One day Melambo asked his mother how it was that while it had been promised that he should know the language of all living things, it had not yet come to pass. And his mother replied:--

"Patience, my son, for it is by waiting and watching ourselves that we learn how to be taught. And thou hast within thee the teachers who can impart the most, if thou wilt seek to hear them, yes, the professors who can teach thee more in a few minutes than others learn in a life."

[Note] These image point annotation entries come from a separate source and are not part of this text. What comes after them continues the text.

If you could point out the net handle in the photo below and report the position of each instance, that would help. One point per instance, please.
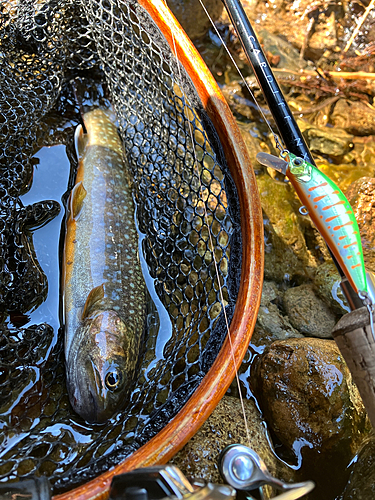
(180, 429)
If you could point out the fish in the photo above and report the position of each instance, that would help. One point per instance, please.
(104, 292)
(330, 211)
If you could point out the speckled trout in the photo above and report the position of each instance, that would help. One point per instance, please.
(103, 286)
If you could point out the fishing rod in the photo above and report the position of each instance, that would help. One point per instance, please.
(284, 120)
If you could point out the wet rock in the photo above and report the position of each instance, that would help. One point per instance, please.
(327, 286)
(361, 195)
(192, 17)
(226, 426)
(286, 254)
(324, 36)
(307, 396)
(356, 117)
(271, 325)
(332, 142)
(307, 313)
(254, 143)
(277, 46)
(361, 484)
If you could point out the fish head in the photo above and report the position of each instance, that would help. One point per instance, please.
(100, 367)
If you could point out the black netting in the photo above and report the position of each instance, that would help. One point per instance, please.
(187, 212)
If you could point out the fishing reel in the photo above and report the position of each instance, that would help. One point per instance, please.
(244, 470)
(240, 467)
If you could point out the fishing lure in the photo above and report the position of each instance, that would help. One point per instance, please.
(331, 213)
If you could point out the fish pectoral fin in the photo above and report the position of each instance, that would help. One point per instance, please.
(95, 296)
(77, 196)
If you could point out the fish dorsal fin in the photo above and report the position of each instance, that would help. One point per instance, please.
(80, 141)
(77, 196)
(95, 296)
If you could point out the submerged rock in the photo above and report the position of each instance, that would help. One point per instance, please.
(199, 457)
(307, 395)
(307, 313)
(361, 195)
(192, 17)
(332, 142)
(286, 254)
(326, 284)
(356, 117)
(271, 324)
(361, 484)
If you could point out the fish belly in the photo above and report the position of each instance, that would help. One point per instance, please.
(101, 246)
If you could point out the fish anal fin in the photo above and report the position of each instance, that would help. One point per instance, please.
(77, 196)
(95, 296)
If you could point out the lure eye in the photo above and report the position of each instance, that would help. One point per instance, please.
(113, 380)
(297, 162)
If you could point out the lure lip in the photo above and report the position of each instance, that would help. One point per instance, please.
(272, 161)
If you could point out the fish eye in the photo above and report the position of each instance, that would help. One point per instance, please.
(113, 380)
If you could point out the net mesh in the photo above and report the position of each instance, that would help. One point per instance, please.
(187, 211)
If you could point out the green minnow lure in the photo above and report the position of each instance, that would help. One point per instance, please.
(104, 291)
(330, 211)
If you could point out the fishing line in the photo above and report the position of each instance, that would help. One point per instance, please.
(275, 136)
(221, 296)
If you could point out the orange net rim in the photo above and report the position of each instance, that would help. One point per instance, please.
(191, 417)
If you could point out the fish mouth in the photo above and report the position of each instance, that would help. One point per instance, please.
(85, 393)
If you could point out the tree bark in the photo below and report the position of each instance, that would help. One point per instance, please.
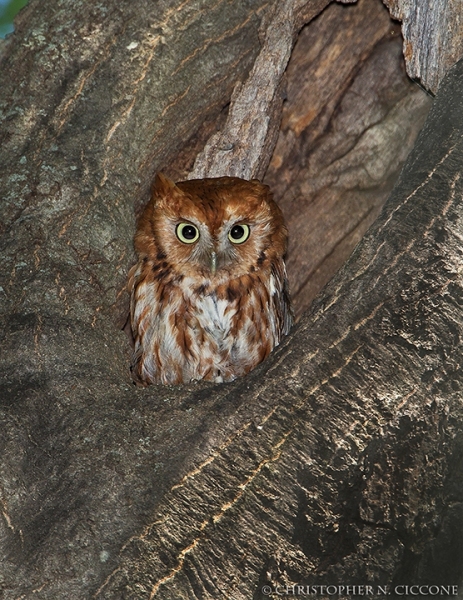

It befell that one evening Melambo, thinking on this while playing with a nest of young serpents which his servant had found in a hollow oak, said:--

"I would that I could talk with you
Well I know that ye have language,
As graceful as your movement,
As brilliant as your colour."

p. 126

Then he fell asleep, and the young serpents twined in his hair and began to lick his lips and eyes, while their mother sang:--

"Diana! Diana! Diana!
Regina delle strege!
E della notte oscura,
E di tutta la natura!
Delle stelle e della luna,
E di tutta la fortuna!
Tu che reggi la marea,
Che risplendi il mare nella sera!
Colla luce sulle onde,
La padrona sei del oceano,
Colla tua barca, fatta,
Fatta à mezza luna,
La tua barca rilucente,
Barca e luna crescente;
Fai sempre velo in cielo,
E in terra sulla sera,
E anche à navigare
Riflettata sulla mare,
Preghiamo di dare a questo,
Questo buon Melambo,
Qualunque parlare
Di qualunque animali!"

The Invocation of the Serpents' Mother to Diana.

"Diana! Diana! Diana!
Queen of all enchantresses
And of the dark night, p. 127
And of all nature,
Of the stars and of the moon,
And of all fate or fortune!
Thou who rulest the tide,
Who shinest by night on the sea,
Casting light upon the waters;
Thou who art mistress of the ocean
In thy boat made like a crescent,
Crescent moon-bark brightly gleaming,
Ever smiling high in heaven,
Sailing too on earth, reflected
In the ocean, on its water;
We implore thee give this sleeper,
Give unto this good Melambo
The great gift of understanding
What all creatures say while talking!"

This legend contains much that is very curious; among other things an invocation to the firefly, one to Mefitia, the goddess of malaria, and a long poetic prophecy relative to the hero. It is evidently full of old Latin mythologic lore of a very marked character. The whole of it may be found in a forthcoming work by the writer of the book, entitled, "The Unpublished Legends of Virgil." London, Elliot Stock.